A new free trade deal to be signed this year could allow foreign corporations to sue the Australian government for introducing environmental regulations on coal seam gas (CSG).
Australia has joined 11 other countries — the United States, Malaysia, Brunei, Canada, Chile, Japan, Mexico, New Zealand, Peru, Singapore and Vietnam — in negotiations for the Trans-Pacific Partnership Agreement (TPP). Unlike most trade deals, other countries can sign on in the future.
The Australian government says it has sought a deal that “eliminates or at least substantially reduces barriers to trade and investment. The TPP is more than a traditional trade agreement; it will also deal with behind-the-border impediments to trade and investment.”
The TPP has been described as “the largest free trade agreement in the world”, but is being negotiated in total secrecy. Apart from 600 corporate advisors, the public and even members of US congress have been prevented from seeing details.
Despite this, parts of the draft agreement have been leaked.
One of the most controversial parts of the deal, which would impact on environmental protection, is a clause that would force participating countries into a process called investor-state dispute settlement (ISDS), which would allow foreign corporations to sue governments if investment was harmed.
This includes the right to claim damages if new regulations reduce investors’ expected profits, or “indirect expropriation”.
Disputes would be settled in an international tribunal judged by three corporate lawyers.
Under the Julia Gillard government, Australia initially refused to be part of this process, while agreeing to other parts of the trade deal. But on the day before the federal election, Prime Minister Tony Abbott announced the Coalition would accept the clause.
This has raised concerns that regulating the coal seam gas industry would become unlawful. Anti-CSG campaigners in NSW have built a powerful grassroots movement that is calling on the government to introduce a freeze on CSG exploration and mining, a ban on “fracking” and a ban on CSG development in drinking water catchments.
If the movement is successful, a future government that agrees to these demands could be hamstrung by international law. Protecting the profits of corporations would be prioritised over the decision of local communities to protect the environment from CSG.

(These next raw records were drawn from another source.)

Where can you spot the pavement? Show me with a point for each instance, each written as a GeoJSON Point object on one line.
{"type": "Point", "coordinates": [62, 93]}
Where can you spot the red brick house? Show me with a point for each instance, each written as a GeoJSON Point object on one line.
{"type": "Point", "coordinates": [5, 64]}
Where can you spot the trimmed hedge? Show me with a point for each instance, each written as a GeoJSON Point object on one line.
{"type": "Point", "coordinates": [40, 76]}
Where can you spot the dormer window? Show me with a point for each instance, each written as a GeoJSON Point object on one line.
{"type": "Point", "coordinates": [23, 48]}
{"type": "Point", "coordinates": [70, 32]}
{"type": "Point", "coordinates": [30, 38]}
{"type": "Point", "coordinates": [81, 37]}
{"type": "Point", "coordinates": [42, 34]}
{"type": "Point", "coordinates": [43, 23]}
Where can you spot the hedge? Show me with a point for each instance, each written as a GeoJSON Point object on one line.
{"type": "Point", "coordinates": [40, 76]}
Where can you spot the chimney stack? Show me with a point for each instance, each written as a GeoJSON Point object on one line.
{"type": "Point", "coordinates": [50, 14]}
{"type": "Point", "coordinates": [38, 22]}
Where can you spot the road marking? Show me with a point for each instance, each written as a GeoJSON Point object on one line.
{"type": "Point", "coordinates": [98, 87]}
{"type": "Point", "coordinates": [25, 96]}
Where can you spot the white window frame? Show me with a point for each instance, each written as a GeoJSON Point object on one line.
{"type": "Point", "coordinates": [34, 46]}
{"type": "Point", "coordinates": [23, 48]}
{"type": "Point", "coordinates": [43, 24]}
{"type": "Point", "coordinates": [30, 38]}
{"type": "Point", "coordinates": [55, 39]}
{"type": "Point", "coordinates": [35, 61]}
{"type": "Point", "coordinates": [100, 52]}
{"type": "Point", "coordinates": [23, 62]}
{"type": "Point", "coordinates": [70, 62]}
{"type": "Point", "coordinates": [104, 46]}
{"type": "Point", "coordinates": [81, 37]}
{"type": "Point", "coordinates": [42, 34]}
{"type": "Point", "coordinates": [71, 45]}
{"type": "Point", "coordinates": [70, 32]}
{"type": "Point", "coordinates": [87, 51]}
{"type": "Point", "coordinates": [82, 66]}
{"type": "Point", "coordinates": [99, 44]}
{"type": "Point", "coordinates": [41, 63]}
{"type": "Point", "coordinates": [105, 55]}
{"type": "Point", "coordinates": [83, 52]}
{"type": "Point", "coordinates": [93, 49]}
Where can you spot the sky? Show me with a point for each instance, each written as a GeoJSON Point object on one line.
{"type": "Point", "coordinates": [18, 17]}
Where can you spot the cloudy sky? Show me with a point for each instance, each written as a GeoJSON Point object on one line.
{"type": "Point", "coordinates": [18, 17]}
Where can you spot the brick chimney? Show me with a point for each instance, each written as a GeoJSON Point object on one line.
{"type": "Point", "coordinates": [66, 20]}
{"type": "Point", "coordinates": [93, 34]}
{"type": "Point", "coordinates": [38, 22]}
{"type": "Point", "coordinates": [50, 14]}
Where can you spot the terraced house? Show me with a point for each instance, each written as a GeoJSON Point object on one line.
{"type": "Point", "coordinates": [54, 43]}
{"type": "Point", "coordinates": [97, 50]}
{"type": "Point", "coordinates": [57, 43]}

This is what has happened in Canada after it signed the North American Free Trade Agreement. US energy company Long Pine is suing Quebec’s government for putting a moratorium on shale gas mining.
More than 70 community groups, including anti-CSG group Lock the Gate, have signed a letter to trade minister Andrew Robb to express their opposition to the TPP.

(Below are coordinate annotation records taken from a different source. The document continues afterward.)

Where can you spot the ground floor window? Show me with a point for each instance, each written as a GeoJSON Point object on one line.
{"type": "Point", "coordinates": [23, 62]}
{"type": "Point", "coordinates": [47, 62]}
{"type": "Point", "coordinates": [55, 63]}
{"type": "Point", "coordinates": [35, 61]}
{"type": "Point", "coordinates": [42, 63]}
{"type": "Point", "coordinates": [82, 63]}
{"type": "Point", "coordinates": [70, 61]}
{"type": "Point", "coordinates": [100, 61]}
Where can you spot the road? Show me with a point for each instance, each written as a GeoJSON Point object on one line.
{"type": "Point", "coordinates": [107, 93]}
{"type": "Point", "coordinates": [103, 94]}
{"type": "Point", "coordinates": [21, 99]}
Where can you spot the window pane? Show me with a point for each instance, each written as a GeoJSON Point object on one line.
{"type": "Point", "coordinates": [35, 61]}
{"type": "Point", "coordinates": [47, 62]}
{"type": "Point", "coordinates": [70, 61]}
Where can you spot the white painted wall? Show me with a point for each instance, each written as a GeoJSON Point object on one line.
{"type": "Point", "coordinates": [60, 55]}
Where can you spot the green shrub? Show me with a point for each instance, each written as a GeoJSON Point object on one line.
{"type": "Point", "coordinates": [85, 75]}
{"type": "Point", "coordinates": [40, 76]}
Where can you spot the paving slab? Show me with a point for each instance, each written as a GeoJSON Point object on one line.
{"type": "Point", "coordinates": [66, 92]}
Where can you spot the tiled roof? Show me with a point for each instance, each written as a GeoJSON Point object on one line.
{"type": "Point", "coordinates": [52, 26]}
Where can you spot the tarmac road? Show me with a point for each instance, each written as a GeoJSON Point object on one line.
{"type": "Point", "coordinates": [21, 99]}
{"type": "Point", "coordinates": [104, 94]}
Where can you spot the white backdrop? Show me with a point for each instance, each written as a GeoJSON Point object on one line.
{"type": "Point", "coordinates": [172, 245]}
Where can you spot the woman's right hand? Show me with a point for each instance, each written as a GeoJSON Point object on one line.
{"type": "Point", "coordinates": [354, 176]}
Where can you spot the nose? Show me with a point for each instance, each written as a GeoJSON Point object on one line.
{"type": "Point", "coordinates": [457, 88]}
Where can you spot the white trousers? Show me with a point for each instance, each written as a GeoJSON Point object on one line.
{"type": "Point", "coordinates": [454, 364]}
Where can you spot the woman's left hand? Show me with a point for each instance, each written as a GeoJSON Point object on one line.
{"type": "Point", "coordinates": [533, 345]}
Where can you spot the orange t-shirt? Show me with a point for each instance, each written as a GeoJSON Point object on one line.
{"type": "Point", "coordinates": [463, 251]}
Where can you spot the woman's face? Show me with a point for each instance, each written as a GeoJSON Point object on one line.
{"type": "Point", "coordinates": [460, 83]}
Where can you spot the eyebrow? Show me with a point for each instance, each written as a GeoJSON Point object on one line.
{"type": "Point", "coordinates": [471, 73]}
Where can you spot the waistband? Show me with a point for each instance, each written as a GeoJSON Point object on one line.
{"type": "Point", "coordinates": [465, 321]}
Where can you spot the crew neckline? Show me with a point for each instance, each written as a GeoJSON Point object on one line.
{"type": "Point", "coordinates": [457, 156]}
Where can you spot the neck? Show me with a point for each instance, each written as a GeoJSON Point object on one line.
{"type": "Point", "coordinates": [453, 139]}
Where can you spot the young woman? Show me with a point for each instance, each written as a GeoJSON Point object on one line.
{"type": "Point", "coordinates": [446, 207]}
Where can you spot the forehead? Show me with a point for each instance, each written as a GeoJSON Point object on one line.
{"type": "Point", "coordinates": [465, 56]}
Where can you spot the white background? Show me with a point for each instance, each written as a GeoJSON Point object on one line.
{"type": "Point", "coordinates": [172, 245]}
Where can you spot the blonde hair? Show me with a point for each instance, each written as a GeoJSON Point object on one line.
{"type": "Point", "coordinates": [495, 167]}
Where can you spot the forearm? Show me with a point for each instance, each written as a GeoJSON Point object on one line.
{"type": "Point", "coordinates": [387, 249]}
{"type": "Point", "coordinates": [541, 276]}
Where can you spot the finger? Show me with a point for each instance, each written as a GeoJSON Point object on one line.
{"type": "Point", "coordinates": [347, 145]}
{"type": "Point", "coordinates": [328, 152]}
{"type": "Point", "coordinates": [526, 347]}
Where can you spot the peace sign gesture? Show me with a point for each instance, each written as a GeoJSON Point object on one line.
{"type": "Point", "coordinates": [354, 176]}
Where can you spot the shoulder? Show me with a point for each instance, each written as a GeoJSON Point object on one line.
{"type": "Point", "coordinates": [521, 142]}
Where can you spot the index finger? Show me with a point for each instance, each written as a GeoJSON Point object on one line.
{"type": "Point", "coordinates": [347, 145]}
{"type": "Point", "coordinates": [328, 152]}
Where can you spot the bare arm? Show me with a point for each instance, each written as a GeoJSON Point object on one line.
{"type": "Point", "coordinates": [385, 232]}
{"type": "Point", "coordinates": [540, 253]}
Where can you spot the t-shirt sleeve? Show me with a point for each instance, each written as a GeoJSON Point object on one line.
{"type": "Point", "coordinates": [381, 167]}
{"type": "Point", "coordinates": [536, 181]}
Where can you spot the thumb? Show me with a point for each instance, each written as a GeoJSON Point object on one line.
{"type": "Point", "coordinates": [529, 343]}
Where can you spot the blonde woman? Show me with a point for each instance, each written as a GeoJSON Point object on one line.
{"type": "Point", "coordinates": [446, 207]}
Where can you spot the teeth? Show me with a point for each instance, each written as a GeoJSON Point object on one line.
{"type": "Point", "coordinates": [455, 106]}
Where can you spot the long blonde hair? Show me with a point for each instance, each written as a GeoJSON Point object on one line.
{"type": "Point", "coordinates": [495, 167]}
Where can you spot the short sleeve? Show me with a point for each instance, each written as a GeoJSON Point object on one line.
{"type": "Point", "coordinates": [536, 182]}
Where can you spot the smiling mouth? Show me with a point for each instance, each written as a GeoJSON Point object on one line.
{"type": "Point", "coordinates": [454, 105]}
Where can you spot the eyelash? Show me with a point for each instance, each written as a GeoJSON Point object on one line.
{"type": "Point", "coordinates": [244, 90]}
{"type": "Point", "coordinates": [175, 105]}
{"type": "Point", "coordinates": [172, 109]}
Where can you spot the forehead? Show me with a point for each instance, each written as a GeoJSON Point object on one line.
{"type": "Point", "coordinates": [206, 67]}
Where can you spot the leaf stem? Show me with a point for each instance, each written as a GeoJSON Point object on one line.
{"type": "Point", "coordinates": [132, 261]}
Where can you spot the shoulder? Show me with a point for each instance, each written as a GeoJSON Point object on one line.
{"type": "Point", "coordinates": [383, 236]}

It said: “The inclusion of ISDS in more trade agreements … could cost taxpayers many millions of dollars, and would discourage governments from regulating in the public interest.
“We ask that your government reject these proposals in all trade agreements.”
The Australian government has already been burnt by an ISDS clause in a trade deal with Hong Kong. Lateline reported on October 10 that tobacco company Philip Morris is using the clause to sue the Australian government for introducing plain packaging for cigarettes.
Patricia Ranald from the Australian Fair Trade and Investment Network told Lateline: “Philip Morris could not sue Australia under the US-Australia Free Trade Agreement because we don't have ISDS in that agreement. Even the Howard government would not agree to ISDS. So they found an obscure Hong Kong-Australia investment agreement, shifted some investment to Hong Kong and they're now using that agreement to sue the Australian government.”
Dozens of law professionals have signed an open letter to warn TPP negotiators against the deal. It said: “We are united in our view that the foreign investor protections included in some recent Free Trade Agreements and Bilateral Investment Treaties and their enforcement through Investor-State arbitration should not be replicated in the TPP.
“We base this conclusion on concerns about how the expansion of this regime threatens to undermine the justice systems in our various countries and fundamentally shift the balance of power between investors, states and other affected parties in a manner that undermines fair resolution of legal disputes.”
Some free trade agreements include a clause that allows exceptions to safeguard environmental, health, labour and consumer protection policies. Citizen.org, which has analysed the leaked text, said there is no such safeguard in the TPP.
It is not just CSG regulations that could be affected by the deal. Restrictions on genetically modified food, preventing the development of coalmines, or creating new forest reserves could potentially fall under the scope of the agreement.
Free trade deals benefit corporations at the expense of the majority of people. The TPP is a threat to the environment and must be opposed.